After suffering a horrendous earthquake and tsunami, the Japanese economy fell back into recession. While trying to rebuild, global economic fear has sent cash flocking to the safe-haven Yen. Recently hitting all-time highs against the dollar (shown below), a strong Yen has caused exports to falter and hindered the economic recovery. Attempts by the BOJ to intervene in exchange markets have proved woefully unsuccessful. Further hurting the potential for recovery has been an unwillingness to increase deficit spending, which could generate internal demand and weaken the currency. 

As for China, the country has been fighting inflation by raising reserve requirements. History shows that this measure is not particularly successful in reigning in inflation. Recent moves to let the Yuan float higher are more encouraging. China also faces trouble relating to a fixed investment rate near 50%, potential housing bubble and rapidly increasing bad bank debt. Regardless of specific measures taken to thwart these issues, history suggests the most likely outcome is a “hard landing,” which could represent GDP growth below 5%.

For both of these export driven countries, weakening demand from US and Europe will pose significant problems on top of those already established. As the financial crises of 2008 displayed, global economies are very intertwined in today’s world and the troubles of one large nation will exert pressure upon the others. With equity markets in both these counties having already joined Europe in bear market territory, the immediate future is not looking promising (shown below: Hang Seng, Nikkei, Shanghai).

Over the past two years, markets have responded positively to a stimulus led economic recovery across developed nations. Weakening within credit markets has been largely written off as excessive caution. As credit markets weaken further and economic recoveries falter, it appears this time is not different. Equities have been moving quickly to catch up with credit markets on the way down, however the remaining spread still seems quite wide. Unfortunately the global financial system is practically no more transparent than several years ago, which means questions of solvency, plaguing the market, will be hard to defend against. Measures taken in 2008 to provide liquidity and capital will also be significantly harder to pass in a world concerned with sovereign debt and monetary devaluation.

US and German 10 year yields have now joined Japan in the sub-2% club (shown below), which suggests a lengthy period of minimal economic growth and inflation. As equity markets price in a similar outcome, I expect much further declines. A focus on individual companies with strong balance sheets and high dividends should offer great relative value. As for the dollar, equity weakness, global risk and ultimately an interest rate cut by the ECB will likely provide strength. There are times to seek a return on capital and times to seek the return of capital, I believe now is the latter.

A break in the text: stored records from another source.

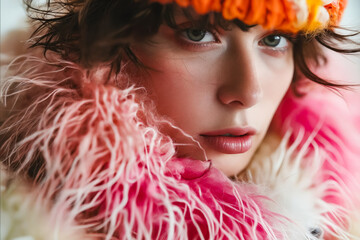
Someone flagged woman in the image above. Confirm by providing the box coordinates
[0,0,358,239]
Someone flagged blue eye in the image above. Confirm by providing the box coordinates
[260,35,289,48]
[183,28,216,42]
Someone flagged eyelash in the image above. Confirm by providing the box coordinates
[175,27,221,50]
[176,27,296,56]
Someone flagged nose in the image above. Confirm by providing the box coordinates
[217,43,262,109]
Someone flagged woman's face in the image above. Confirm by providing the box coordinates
[132,8,294,176]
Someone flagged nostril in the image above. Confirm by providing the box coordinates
[310,227,323,239]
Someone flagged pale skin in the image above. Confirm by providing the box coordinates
[132,8,294,176]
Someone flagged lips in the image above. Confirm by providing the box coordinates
[200,127,256,154]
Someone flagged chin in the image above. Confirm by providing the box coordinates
[210,153,250,177]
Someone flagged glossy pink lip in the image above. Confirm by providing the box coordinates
[200,127,256,154]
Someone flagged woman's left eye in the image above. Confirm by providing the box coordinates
[259,35,289,48]
[182,28,216,43]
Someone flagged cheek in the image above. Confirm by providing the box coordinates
[133,51,214,131]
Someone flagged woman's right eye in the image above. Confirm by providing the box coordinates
[182,28,216,43]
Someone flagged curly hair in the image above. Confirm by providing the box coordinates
[24,0,360,89]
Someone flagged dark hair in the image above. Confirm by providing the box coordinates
[24,0,360,91]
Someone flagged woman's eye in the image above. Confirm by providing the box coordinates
[183,28,216,43]
[260,35,289,48]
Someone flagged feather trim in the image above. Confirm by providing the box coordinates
[0,56,287,239]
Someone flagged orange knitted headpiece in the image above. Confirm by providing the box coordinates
[151,0,347,33]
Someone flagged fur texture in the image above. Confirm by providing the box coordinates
[0,53,355,239]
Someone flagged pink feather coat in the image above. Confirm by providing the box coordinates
[0,45,360,240]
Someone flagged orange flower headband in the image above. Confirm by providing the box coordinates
[152,0,347,33]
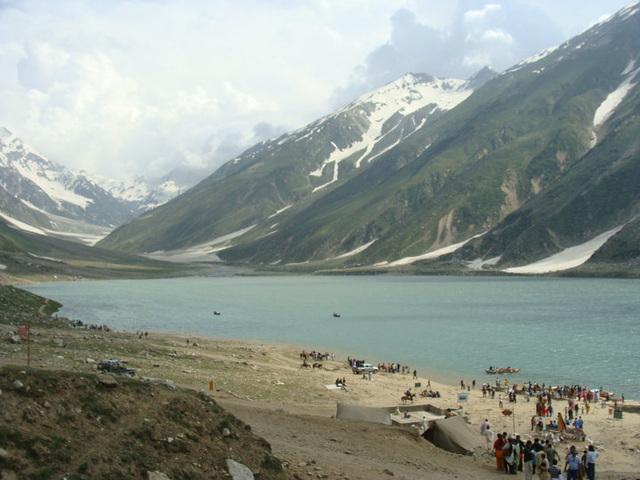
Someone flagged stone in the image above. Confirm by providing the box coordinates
[227,458,254,480]
[147,470,171,480]
[98,375,118,388]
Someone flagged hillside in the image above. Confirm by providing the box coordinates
[95,4,640,275]
[0,220,195,285]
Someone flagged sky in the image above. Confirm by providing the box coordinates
[0,0,632,185]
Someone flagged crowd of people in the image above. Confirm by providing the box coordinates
[480,383,612,480]
[490,432,599,480]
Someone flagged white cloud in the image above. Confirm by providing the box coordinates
[462,3,502,23]
[0,0,625,184]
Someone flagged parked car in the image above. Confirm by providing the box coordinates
[98,359,136,377]
[353,363,378,373]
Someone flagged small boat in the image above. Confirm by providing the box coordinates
[485,367,520,375]
[498,367,520,373]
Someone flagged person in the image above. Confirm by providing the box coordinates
[536,452,551,480]
[493,433,505,470]
[564,445,582,480]
[480,418,489,435]
[484,427,495,452]
[549,459,562,480]
[587,445,599,480]
[544,442,558,465]
[502,438,515,473]
[578,450,587,480]
[522,440,535,480]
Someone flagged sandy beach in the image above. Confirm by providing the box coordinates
[184,338,640,480]
[0,318,640,480]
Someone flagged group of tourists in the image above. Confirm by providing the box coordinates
[490,434,598,480]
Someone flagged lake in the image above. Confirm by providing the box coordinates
[23,276,640,400]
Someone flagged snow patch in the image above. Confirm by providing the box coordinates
[504,225,624,274]
[504,45,560,74]
[335,238,378,260]
[374,232,484,267]
[593,60,640,129]
[269,205,291,218]
[143,225,255,263]
[467,257,501,270]
[0,212,47,236]
[308,74,473,192]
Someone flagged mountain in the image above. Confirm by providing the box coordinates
[0,127,184,243]
[89,175,184,211]
[97,70,491,252]
[0,218,189,285]
[100,3,640,273]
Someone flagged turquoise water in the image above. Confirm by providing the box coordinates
[24,276,640,399]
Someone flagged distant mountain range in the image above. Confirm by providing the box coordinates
[0,127,185,243]
[100,3,640,273]
[0,3,640,276]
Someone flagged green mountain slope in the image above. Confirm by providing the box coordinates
[96,4,640,274]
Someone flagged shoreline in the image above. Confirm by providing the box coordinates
[0,316,640,480]
[121,329,640,403]
[21,278,640,399]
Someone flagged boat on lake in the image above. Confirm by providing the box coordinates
[485,367,520,375]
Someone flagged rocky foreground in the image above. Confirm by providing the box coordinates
[0,287,640,480]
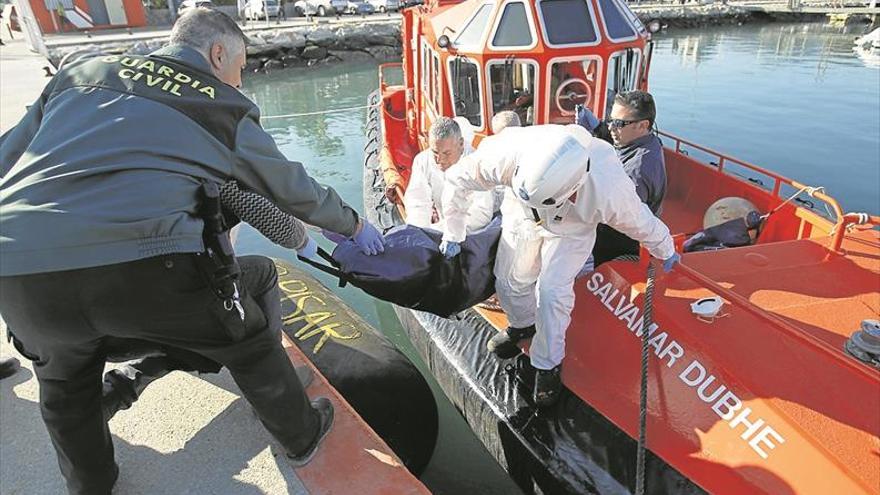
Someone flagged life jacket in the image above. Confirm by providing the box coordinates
[684,211,764,253]
[300,217,501,318]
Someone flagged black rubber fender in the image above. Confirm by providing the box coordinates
[274,259,439,476]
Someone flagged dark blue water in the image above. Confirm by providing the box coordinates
[237,20,880,494]
[650,20,880,214]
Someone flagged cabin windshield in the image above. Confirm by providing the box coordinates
[547,57,601,124]
[487,59,538,125]
[455,3,495,47]
[538,0,599,46]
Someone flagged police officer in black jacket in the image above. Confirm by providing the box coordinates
[0,8,383,494]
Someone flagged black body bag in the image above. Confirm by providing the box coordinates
[300,217,501,318]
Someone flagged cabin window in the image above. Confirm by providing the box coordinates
[419,43,429,97]
[449,57,483,129]
[605,48,642,117]
[431,50,440,112]
[455,3,495,46]
[599,0,636,41]
[547,58,600,124]
[538,0,599,46]
[488,59,538,125]
[492,2,533,48]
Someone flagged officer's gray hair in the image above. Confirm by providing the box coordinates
[170,7,247,58]
[492,110,522,134]
[429,117,461,142]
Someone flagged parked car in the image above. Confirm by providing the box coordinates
[330,0,376,15]
[244,0,284,20]
[293,0,336,17]
[177,0,214,16]
[367,0,400,14]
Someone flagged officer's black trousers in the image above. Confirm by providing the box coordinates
[0,254,318,494]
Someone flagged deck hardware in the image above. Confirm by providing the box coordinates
[844,320,880,368]
[691,296,730,323]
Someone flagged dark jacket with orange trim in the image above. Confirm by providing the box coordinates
[0,45,358,276]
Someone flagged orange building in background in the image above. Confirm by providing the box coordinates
[23,0,147,34]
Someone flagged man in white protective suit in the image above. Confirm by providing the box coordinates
[440,125,680,407]
[403,117,495,233]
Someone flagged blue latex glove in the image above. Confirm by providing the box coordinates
[440,241,461,259]
[321,229,348,244]
[352,220,385,256]
[574,105,599,132]
[296,237,318,260]
[663,253,681,273]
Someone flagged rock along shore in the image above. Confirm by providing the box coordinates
[49,3,832,72]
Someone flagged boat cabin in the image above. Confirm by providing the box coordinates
[392,0,650,147]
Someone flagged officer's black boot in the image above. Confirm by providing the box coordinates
[287,397,333,468]
[0,357,19,380]
[101,356,314,421]
[533,365,562,407]
[101,356,179,421]
[486,325,535,359]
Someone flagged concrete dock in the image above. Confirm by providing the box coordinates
[0,324,305,495]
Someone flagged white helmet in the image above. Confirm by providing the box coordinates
[511,134,589,219]
[452,116,475,149]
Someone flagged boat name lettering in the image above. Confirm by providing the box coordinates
[587,272,785,459]
[278,273,361,354]
[101,55,214,100]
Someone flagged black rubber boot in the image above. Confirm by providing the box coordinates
[533,365,562,407]
[486,325,535,359]
[0,357,20,380]
[287,397,333,468]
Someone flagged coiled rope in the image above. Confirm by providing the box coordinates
[635,261,654,495]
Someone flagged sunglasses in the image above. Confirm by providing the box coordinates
[605,119,646,129]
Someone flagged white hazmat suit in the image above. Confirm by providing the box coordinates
[403,147,495,233]
[443,125,675,370]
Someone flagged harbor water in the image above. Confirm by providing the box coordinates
[237,24,880,494]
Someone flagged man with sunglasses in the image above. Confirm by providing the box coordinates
[577,90,666,266]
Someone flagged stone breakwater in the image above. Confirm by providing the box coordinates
[49,19,401,72]
[49,3,832,72]
[630,2,824,28]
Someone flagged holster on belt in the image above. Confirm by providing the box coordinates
[199,182,241,300]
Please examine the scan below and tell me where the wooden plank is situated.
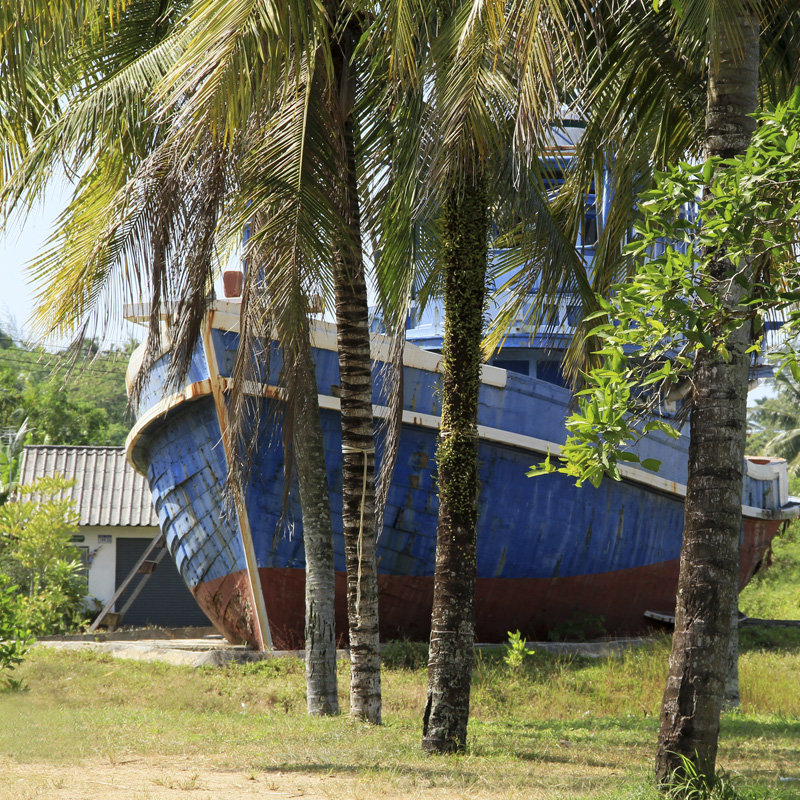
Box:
[202,311,274,650]
[89,531,166,633]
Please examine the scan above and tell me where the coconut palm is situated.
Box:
[747,370,800,476]
[378,2,583,752]
[532,0,800,783]
[4,1,350,713]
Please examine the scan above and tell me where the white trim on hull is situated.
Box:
[125,376,798,520]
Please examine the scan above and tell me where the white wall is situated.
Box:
[75,526,158,605]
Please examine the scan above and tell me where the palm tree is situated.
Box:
[4,0,338,713]
[388,2,582,753]
[1,0,438,722]
[536,0,798,784]
[747,370,800,477]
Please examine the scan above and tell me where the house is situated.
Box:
[19,445,209,627]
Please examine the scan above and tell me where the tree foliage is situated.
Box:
[0,330,133,444]
[531,95,800,485]
[0,477,87,635]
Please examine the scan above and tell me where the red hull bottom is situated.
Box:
[195,520,781,650]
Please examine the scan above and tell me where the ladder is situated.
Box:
[89,531,167,633]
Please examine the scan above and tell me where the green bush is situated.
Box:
[0,575,33,688]
[0,478,87,636]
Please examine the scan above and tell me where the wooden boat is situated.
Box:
[127,300,800,649]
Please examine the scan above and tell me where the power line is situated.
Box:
[0,351,127,377]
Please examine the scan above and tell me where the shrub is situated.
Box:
[0,478,87,636]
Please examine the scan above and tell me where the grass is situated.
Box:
[0,638,800,800]
[739,520,800,619]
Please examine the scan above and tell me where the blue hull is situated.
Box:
[129,306,793,647]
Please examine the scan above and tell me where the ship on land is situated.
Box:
[122,122,800,648]
[122,299,800,649]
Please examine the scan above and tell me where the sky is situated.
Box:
[0,181,771,405]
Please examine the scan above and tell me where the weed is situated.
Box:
[503,630,534,670]
[381,639,428,670]
[667,755,742,800]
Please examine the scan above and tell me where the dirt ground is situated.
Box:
[0,755,622,800]
[0,759,347,800]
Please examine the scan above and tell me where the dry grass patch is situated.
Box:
[0,641,800,800]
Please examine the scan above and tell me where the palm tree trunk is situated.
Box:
[292,321,339,715]
[422,170,487,753]
[332,23,381,725]
[656,15,759,784]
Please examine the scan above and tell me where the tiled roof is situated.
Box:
[19,445,158,526]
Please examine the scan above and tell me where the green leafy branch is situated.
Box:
[528,90,800,486]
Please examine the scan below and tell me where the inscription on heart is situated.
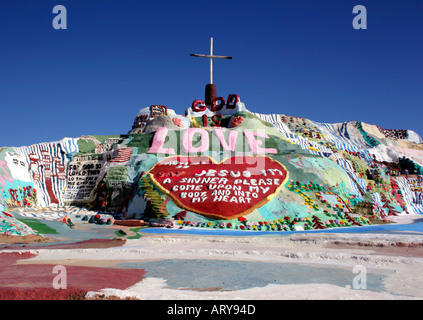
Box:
[148,156,288,220]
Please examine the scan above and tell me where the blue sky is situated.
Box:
[0,0,423,146]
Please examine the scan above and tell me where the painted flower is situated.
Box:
[231,116,244,128]
[172,118,185,129]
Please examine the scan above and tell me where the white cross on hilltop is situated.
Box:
[190,38,232,84]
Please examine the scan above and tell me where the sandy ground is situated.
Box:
[1,216,423,300]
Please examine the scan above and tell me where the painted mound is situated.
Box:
[0,95,423,232]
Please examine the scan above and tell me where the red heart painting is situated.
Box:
[148,156,288,220]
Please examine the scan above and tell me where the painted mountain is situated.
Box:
[0,94,423,231]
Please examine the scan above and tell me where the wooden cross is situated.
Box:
[190,38,232,84]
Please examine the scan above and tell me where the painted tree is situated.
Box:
[141,176,169,218]
[312,216,326,229]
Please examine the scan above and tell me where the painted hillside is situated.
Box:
[0,94,423,233]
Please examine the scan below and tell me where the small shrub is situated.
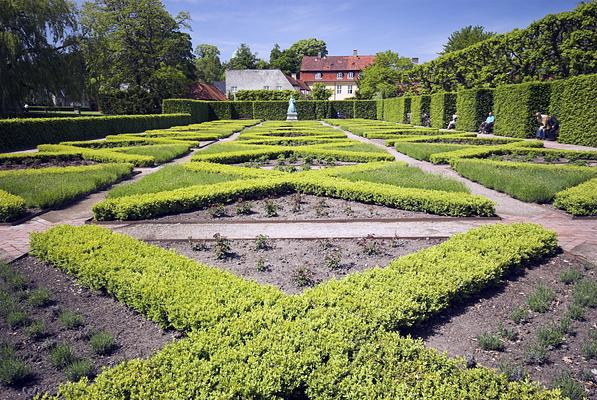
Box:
[236,201,253,215]
[292,266,315,287]
[477,332,505,351]
[89,331,116,356]
[264,200,278,218]
[58,310,84,329]
[527,284,556,313]
[50,344,75,369]
[255,235,272,250]
[560,268,582,285]
[27,288,52,307]
[25,321,50,340]
[6,310,29,329]
[0,358,31,386]
[64,359,94,382]
[572,279,597,308]
[207,204,226,218]
[524,342,549,365]
[213,233,232,259]
[552,373,587,400]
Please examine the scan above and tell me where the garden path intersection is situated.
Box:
[0,123,597,261]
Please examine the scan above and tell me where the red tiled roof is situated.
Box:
[189,82,228,100]
[301,56,375,71]
[286,75,311,92]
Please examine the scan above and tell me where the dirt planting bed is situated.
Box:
[154,236,443,294]
[152,193,449,223]
[0,257,178,400]
[409,253,597,399]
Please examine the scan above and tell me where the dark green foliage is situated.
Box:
[429,93,460,129]
[550,73,597,146]
[0,114,192,152]
[456,89,493,132]
[493,82,550,137]
[410,95,431,125]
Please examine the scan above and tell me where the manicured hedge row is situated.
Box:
[429,93,460,129]
[0,114,191,151]
[32,224,560,400]
[553,179,597,217]
[0,190,25,222]
[493,82,550,138]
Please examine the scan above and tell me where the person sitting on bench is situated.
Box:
[479,111,495,133]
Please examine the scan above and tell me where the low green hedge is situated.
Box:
[31,224,560,400]
[0,190,26,222]
[553,179,597,217]
[456,89,493,132]
[0,114,191,152]
[492,82,550,138]
[429,93,458,129]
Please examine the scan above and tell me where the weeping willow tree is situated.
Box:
[0,0,84,114]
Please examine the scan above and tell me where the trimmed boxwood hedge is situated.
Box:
[0,113,191,151]
[410,95,431,125]
[429,93,458,129]
[493,82,550,137]
[456,89,493,132]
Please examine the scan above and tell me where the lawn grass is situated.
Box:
[394,142,475,161]
[108,165,240,198]
[452,159,597,203]
[113,144,189,164]
[0,163,133,208]
[334,163,469,193]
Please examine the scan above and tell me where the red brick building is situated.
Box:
[300,50,375,100]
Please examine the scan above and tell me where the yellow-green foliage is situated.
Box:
[553,179,597,216]
[0,190,25,222]
[31,224,560,400]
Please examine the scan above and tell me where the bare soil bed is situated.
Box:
[408,253,597,399]
[0,257,179,400]
[152,193,450,222]
[155,237,443,294]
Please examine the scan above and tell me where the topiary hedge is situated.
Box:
[429,93,458,129]
[493,82,550,137]
[456,89,493,132]
[0,113,191,151]
[410,95,431,125]
[550,75,597,147]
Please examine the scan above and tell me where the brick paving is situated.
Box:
[0,123,597,261]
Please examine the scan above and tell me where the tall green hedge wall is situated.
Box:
[456,89,493,132]
[429,93,456,128]
[0,113,192,151]
[410,95,431,125]
[162,99,378,123]
[493,82,550,137]
[550,75,597,147]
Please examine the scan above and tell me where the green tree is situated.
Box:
[0,0,84,114]
[195,44,224,83]
[357,50,413,99]
[440,25,495,54]
[310,83,333,100]
[226,43,257,69]
[81,0,195,113]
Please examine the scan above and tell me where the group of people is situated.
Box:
[448,111,560,140]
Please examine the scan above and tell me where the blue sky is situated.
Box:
[163,0,579,61]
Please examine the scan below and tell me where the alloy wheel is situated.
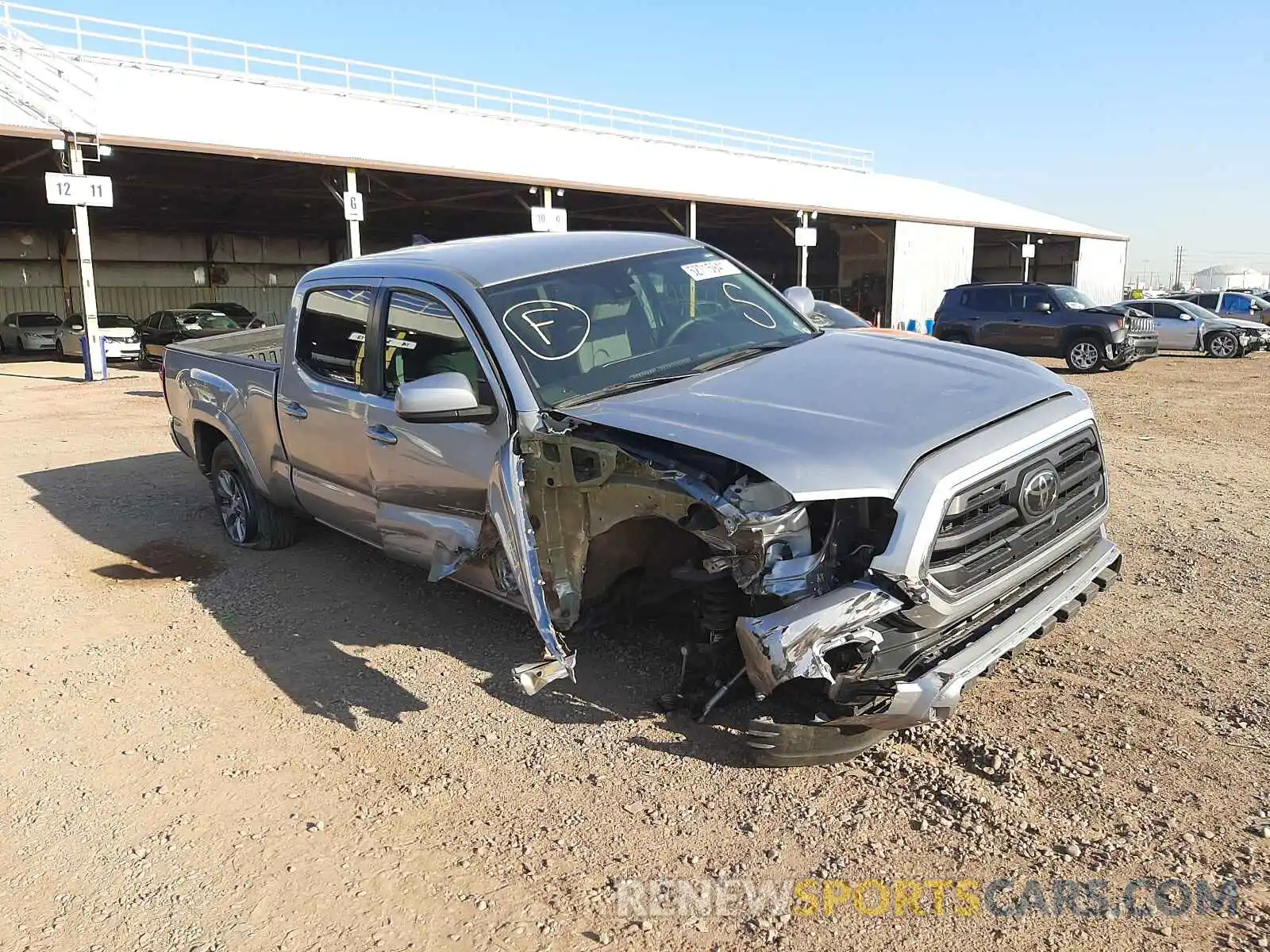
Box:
[1072,340,1099,370]
[214,470,248,546]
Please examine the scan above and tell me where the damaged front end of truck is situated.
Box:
[479,414,902,766]
[487,403,1120,764]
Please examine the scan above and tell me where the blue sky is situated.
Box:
[49,0,1270,282]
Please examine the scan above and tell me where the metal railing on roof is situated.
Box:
[0,0,874,171]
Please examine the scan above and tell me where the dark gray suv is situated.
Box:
[935,282,1160,373]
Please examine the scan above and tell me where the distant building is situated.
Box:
[1191,264,1270,290]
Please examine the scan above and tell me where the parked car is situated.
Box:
[187,301,264,328]
[935,282,1160,373]
[137,309,243,367]
[53,313,141,360]
[163,232,1120,764]
[0,311,62,354]
[1122,298,1270,358]
[1183,290,1270,324]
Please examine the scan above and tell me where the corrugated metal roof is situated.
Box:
[0,2,1124,239]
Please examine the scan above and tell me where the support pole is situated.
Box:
[798,212,808,287]
[66,136,106,381]
[345,169,362,257]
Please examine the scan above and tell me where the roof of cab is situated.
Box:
[305,231,701,287]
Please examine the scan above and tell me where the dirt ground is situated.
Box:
[0,354,1270,952]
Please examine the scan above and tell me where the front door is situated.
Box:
[366,281,510,579]
[277,281,379,546]
[1005,286,1063,357]
[1134,301,1199,351]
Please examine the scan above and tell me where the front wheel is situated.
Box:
[210,440,296,550]
[1204,330,1240,360]
[1063,338,1103,373]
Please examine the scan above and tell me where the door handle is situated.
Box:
[366,423,396,446]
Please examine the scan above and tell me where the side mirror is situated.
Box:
[394,370,498,423]
[785,284,819,326]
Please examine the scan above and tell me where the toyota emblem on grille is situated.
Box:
[1018,465,1058,519]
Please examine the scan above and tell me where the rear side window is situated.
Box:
[970,288,1010,313]
[296,288,373,387]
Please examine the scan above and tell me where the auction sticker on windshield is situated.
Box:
[679,259,741,281]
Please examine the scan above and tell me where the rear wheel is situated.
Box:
[1204,330,1240,359]
[210,440,296,550]
[1063,338,1103,373]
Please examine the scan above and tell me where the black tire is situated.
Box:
[1204,330,1240,360]
[208,440,296,551]
[1063,336,1106,373]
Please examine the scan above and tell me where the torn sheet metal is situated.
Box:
[737,582,902,696]
[489,440,575,687]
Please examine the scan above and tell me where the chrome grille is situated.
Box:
[929,429,1106,595]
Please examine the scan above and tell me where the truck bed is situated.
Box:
[163,326,294,504]
[167,324,284,368]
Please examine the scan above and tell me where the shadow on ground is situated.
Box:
[21,452,741,763]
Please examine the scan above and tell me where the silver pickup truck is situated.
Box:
[163,232,1120,764]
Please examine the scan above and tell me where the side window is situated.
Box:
[974,288,1010,313]
[1222,294,1253,315]
[1010,288,1053,311]
[296,288,373,387]
[383,290,489,396]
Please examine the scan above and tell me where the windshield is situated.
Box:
[176,313,239,330]
[810,301,872,328]
[17,313,61,328]
[66,313,137,330]
[483,248,817,406]
[1168,301,1218,321]
[1053,284,1097,311]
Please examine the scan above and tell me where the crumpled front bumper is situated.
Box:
[741,533,1122,766]
[834,538,1120,730]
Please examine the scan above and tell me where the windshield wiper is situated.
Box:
[692,338,805,372]
[554,373,696,410]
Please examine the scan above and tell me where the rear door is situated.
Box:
[277,281,379,546]
[1153,301,1199,351]
[364,279,510,579]
[968,286,1014,351]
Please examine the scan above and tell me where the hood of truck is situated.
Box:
[568,330,1084,501]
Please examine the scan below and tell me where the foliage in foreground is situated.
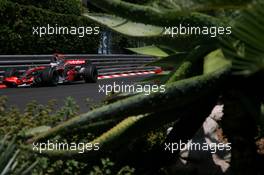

Only three years ago, the global economy witnessed the worst recession since the Great Depression. Few people imagined so short a time could pass before the world was once again faced with such enormous challenges. Back then, September marked the period where issues started to really unravel. Could September once again witness the unfolding of historical events? Only time will tell, but based on the first few days, it certainly appears this will be another September to remember.